BACKGROUND: Differentiating chondrosarcoma from enchondroma using conventional MRI remains challenging. An effective method for accurate preoperative diagnosis could affect the management and prognosis of patients. PURPOSE: To validate and evaluate radiomics nomograms based on non-enhanced MRI and clinical risk factors for the differentiation of chondrosarcoma from enchondroma. STUDY TYPE: Retrospective. POPULATION: A total of 103 patients with pathologically confirmed chondrosarcoma (n = 53) and enchondroma (n = 50) were randomly divided into training (n = 68) and validation (n = 35) groups. FIELD STRENGTH/SEQUENCE: Axial non-contrast-enhanced T1-weighted images (T1WI) and fat-suppressed T2-weighted images (T2WI-FS) were acquired at 3.0 T. ASSESSMENT: Clinical risk factors (sex, age, and tumor location) and diagnosis assessment based on morphologic MRI by three radiologists were recorded.
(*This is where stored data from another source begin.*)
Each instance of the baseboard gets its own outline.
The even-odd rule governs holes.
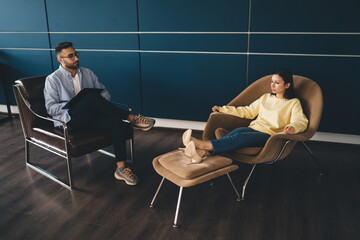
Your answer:
[[[11,113],[19,114],[19,110],[17,106],[10,105]],[[0,113],[7,113],[7,106],[4,104],[0,104]]]
[[[10,107],[12,113],[15,114],[19,113],[17,106],[10,106]],[[6,105],[0,104],[0,112],[7,113]],[[165,119],[165,118],[155,118],[155,119],[156,119],[155,127],[165,127],[165,128],[177,128],[177,129],[191,128],[194,130],[203,131],[206,124],[206,122],[198,122],[198,121],[175,120],[175,119]],[[317,132],[310,140],[360,145],[360,135],[351,135],[351,134]]]

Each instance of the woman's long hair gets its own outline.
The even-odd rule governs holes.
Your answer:
[[[284,98],[295,98],[296,96],[294,91],[294,79],[291,71],[288,69],[280,69],[274,74],[279,75],[284,80],[284,84],[290,83],[290,87],[285,90]]]

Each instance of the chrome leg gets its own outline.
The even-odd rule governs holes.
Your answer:
[[[230,183],[231,183],[231,186],[232,186],[233,189],[235,190],[236,196],[238,197],[238,198],[236,199],[236,201],[240,202],[240,201],[241,201],[241,198],[240,198],[239,192],[238,192],[237,189],[235,188],[234,183],[233,183],[233,181],[231,180],[231,177],[230,177],[229,173],[227,173],[226,175],[228,176],[229,181],[230,181]]]
[[[245,180],[245,182],[244,182],[243,190],[242,190],[242,195],[241,195],[241,200],[245,200],[244,196],[245,196],[246,185],[248,184],[249,179],[250,179],[250,177],[251,177],[251,174],[253,173],[255,167],[256,167],[256,164],[254,164],[254,166],[252,167],[252,169],[251,169],[251,171],[250,171],[249,176],[246,178],[246,180]]]
[[[36,143],[34,143],[36,145]],[[64,156],[63,156],[64,157]],[[33,170],[37,171],[38,173],[44,175],[47,178],[50,178],[51,180],[53,180],[54,182],[59,183],[60,185],[66,187],[67,189],[71,190],[72,187],[72,182],[71,182],[71,172],[69,175],[69,184],[64,182],[63,180],[61,180],[60,178],[58,178],[57,176],[45,171],[44,169],[42,169],[41,167],[32,164],[30,162],[30,142],[25,140],[25,159],[26,159],[26,166],[32,168]],[[71,162],[70,162],[71,163]],[[68,169],[69,169],[69,164],[68,164]],[[71,165],[70,165],[70,170],[71,170]],[[69,170],[68,170],[69,171]]]
[[[44,169],[40,168],[39,166],[32,164],[32,163],[26,163],[26,166],[32,168],[33,170],[37,171],[38,173],[44,175],[47,178],[50,178],[51,180],[53,180],[54,182],[66,187],[67,189],[71,190],[71,186],[70,184],[67,184],[66,182],[64,182],[63,180],[61,180],[60,178],[58,178],[57,176],[52,175],[51,173],[45,171]]]
[[[130,158],[131,158],[131,162],[134,162],[134,139],[130,138]]]
[[[115,154],[113,154],[111,152],[108,152],[108,151],[105,151],[105,150],[102,150],[102,149],[99,149],[97,151],[102,153],[102,154],[108,155],[109,157],[116,158]]]
[[[25,161],[26,163],[30,162],[29,142],[26,139],[25,139]]]
[[[178,227],[177,219],[178,219],[178,214],[179,214],[182,191],[183,191],[183,187],[180,187],[179,198],[178,198],[178,202],[177,202],[177,206],[176,206],[176,212],[175,212],[175,219],[174,219],[173,227]]]
[[[156,193],[155,193],[155,195],[154,195],[154,197],[153,197],[153,200],[152,200],[151,203],[150,203],[150,207],[151,207],[151,208],[154,207],[155,199],[156,199],[156,197],[157,197],[157,195],[158,195],[158,193],[159,193],[159,191],[160,191],[160,188],[161,188],[161,186],[162,186],[162,184],[163,184],[163,182],[164,182],[164,179],[165,179],[164,177],[161,179],[160,185],[159,185],[158,189],[156,190]]]
[[[305,144],[305,142],[301,141],[301,143],[303,144],[303,146],[305,147],[305,149],[307,150],[307,152],[311,155],[311,157],[314,159],[314,161],[316,162],[316,164],[318,165],[319,171],[320,171],[320,176],[323,175],[323,170],[320,164],[320,161],[317,157],[315,157],[315,155],[312,153],[312,151],[310,150],[310,148]]]
[[[71,157],[68,155],[66,158],[66,165],[67,165],[67,171],[68,171],[68,177],[69,177],[69,186],[72,188],[73,182],[72,182],[72,166],[71,166]]]

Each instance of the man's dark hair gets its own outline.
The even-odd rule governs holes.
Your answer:
[[[56,56],[58,56],[58,54],[65,48],[70,48],[70,47],[73,47],[73,44],[72,42],[61,42],[61,43],[58,43],[55,47],[55,54]]]

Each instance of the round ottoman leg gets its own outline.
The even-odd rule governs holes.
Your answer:
[[[178,197],[178,202],[177,202],[177,206],[176,206],[176,212],[175,212],[175,219],[174,219],[173,227],[178,227],[178,225],[177,225],[177,219],[178,219],[178,214],[179,214],[179,208],[180,208],[182,191],[183,191],[183,187],[180,187],[179,197]]]

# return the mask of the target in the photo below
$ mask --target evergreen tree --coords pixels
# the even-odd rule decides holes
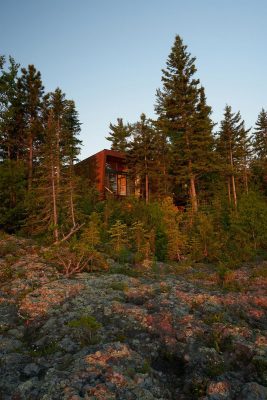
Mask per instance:
[[[127,165],[130,175],[139,185],[139,190],[148,203],[150,187],[158,173],[155,164],[160,147],[152,121],[145,114],[132,125],[132,138],[127,153]]]
[[[253,132],[253,148],[257,159],[266,162],[267,159],[267,111],[261,110]]]
[[[5,160],[0,163],[0,229],[13,233],[25,222],[25,183],[22,162]]]
[[[110,244],[112,245],[116,255],[119,255],[129,243],[127,238],[127,225],[120,220],[117,220],[115,224],[111,226],[108,233],[111,238]]]
[[[241,183],[246,194],[249,191],[249,175],[251,160],[251,138],[249,136],[250,129],[245,128],[245,122],[241,122],[238,134],[237,149],[235,154],[235,162],[237,171],[241,178]]]
[[[25,151],[23,108],[17,86],[19,64],[9,57],[6,70],[5,58],[0,61],[0,160],[19,160]]]
[[[59,89],[44,97],[42,111],[44,140],[39,146],[31,203],[35,212],[28,225],[35,233],[44,233],[49,226],[58,243],[79,228],[74,161],[79,153],[80,123],[74,102],[66,100]]]
[[[36,70],[34,65],[29,65],[28,69],[22,68],[21,76],[18,79],[18,95],[24,113],[29,190],[33,181],[33,165],[37,161],[36,150],[42,135],[41,104],[43,93],[41,73]]]
[[[203,88],[199,88],[195,58],[176,36],[162,70],[163,89],[157,91],[156,112],[172,148],[172,174],[176,182],[187,187],[193,211],[198,209],[198,176],[211,167],[211,109],[206,105]]]
[[[93,212],[90,215],[88,224],[83,229],[81,241],[90,250],[96,250],[97,245],[101,242],[100,237],[101,220],[99,214]]]
[[[217,152],[221,162],[221,172],[227,181],[228,201],[237,207],[237,177],[242,171],[244,185],[248,190],[247,166],[249,157],[249,130],[245,129],[240,112],[232,112],[225,107],[224,119],[217,140]]]
[[[76,226],[76,204],[78,201],[78,180],[74,172],[74,163],[78,160],[80,153],[81,140],[78,139],[80,133],[80,122],[78,112],[73,100],[66,100],[63,118],[62,134],[62,163],[64,170],[64,182],[67,195],[67,218],[73,227]]]
[[[0,56],[0,226],[19,229],[26,217],[24,121],[18,96],[19,64]]]
[[[182,231],[183,214],[177,210],[170,197],[166,197],[162,204],[164,228],[167,235],[167,255],[169,260],[181,261],[185,255],[187,237]]]
[[[31,187],[27,227],[32,234],[53,234],[59,241],[59,192],[57,191],[57,136],[53,111],[47,112],[44,141],[39,148],[39,164]]]
[[[111,144],[111,150],[125,152],[128,148],[127,139],[131,135],[131,126],[125,125],[122,118],[117,118],[117,125],[109,125],[109,136],[106,137]]]
[[[171,194],[170,161],[171,148],[164,127],[158,121],[152,121],[154,128],[154,174],[151,182],[151,193],[154,198]]]
[[[63,119],[64,119],[64,108],[65,108],[65,94],[59,89],[52,93],[49,93],[50,96],[50,109],[53,111],[53,120],[55,124],[55,135],[56,135],[56,181],[57,181],[57,190],[60,190],[60,179],[61,179],[61,153],[62,146],[64,146],[63,141]]]
[[[261,110],[253,132],[254,180],[265,193],[267,188],[267,111]]]

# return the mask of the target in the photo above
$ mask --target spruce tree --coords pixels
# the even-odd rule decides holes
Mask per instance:
[[[253,148],[258,160],[267,160],[267,111],[261,110],[253,132]]]
[[[112,249],[115,251],[116,255],[119,255],[129,244],[127,225],[117,220],[115,224],[110,227],[108,233],[110,235]]]
[[[43,142],[34,179],[34,213],[28,226],[33,233],[44,233],[50,227],[54,242],[59,243],[79,228],[74,162],[79,153],[80,123],[74,102],[66,100],[59,89],[44,97],[42,115]]]
[[[167,236],[168,259],[181,261],[187,246],[187,237],[181,229],[183,213],[177,210],[171,197],[166,197],[162,201],[161,209]]]
[[[249,157],[249,130],[245,129],[240,112],[232,112],[231,106],[225,107],[217,139],[217,152],[220,157],[221,173],[227,182],[229,204],[237,207],[237,180],[243,175],[246,191],[248,190],[247,167]]]
[[[74,172],[74,164],[78,160],[81,140],[78,135],[81,130],[78,112],[73,100],[66,100],[62,121],[61,158],[63,165],[63,183],[66,196],[66,220],[73,228],[77,225],[78,179]],[[62,189],[61,189],[62,190]]]
[[[24,120],[18,95],[19,64],[0,56],[0,226],[18,229],[24,222]]]
[[[111,144],[111,150],[125,152],[128,148],[127,139],[131,135],[131,126],[129,124],[124,124],[122,118],[117,118],[117,125],[109,125],[109,136],[106,137]]]
[[[34,65],[21,69],[18,92],[23,105],[25,143],[27,152],[28,189],[32,187],[33,166],[37,160],[36,149],[41,141],[41,104],[44,88],[41,73]]]
[[[9,57],[0,63],[0,160],[20,160],[25,152],[22,101],[18,93],[19,64]]]
[[[162,90],[157,91],[156,113],[171,142],[171,171],[176,183],[189,186],[193,211],[198,209],[197,179],[211,167],[211,109],[204,89],[195,79],[195,58],[176,36],[167,67],[162,70]]]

Three radiomics signatures were established based on the T1WI, T2WI-FS, and T1WI + T2WI-FS sequences. Three clinical radiomics nomograms were developed based on the clinical risk factors and three radiomics signatures. STATISTICAL TESTS: The area under the receiver operating characteristic curve (AUC) was used to evaluate the performance of radiomics signatures and clinical radiomics nomograms. RESULTS:Tumor location was an important clinical risk factor (P < 0.05). The radiomics signature based on T1WI and T1WI + T2WI-FS features performed better than that based on T2WI-FS in the validation group (AUC in the validation group: 0.961, 0.938, and 0.833, respectively; P < 0.05). In the validation group, the three clinical radiomics nomograms (T1WI, T2WI-FS, and T1WI + T2WI-FS) achieved AUCs of 0.938, 0.935, and 0.954, respectively. In all patients, the clinical radiomics nomogram based on T2WI-FS (AUC = 0.967) performed better than that based on T2WI-FS (AUC = 0.901, P < 0.05). DATA CONCLUSION: The proposed clinical radiomics nomogram showed promising performance in differentiating chondrosarcoma from enchondroma. LEVEL OF EVIDENCE: 4 TECHNICAL EFFICACY: Stage 2.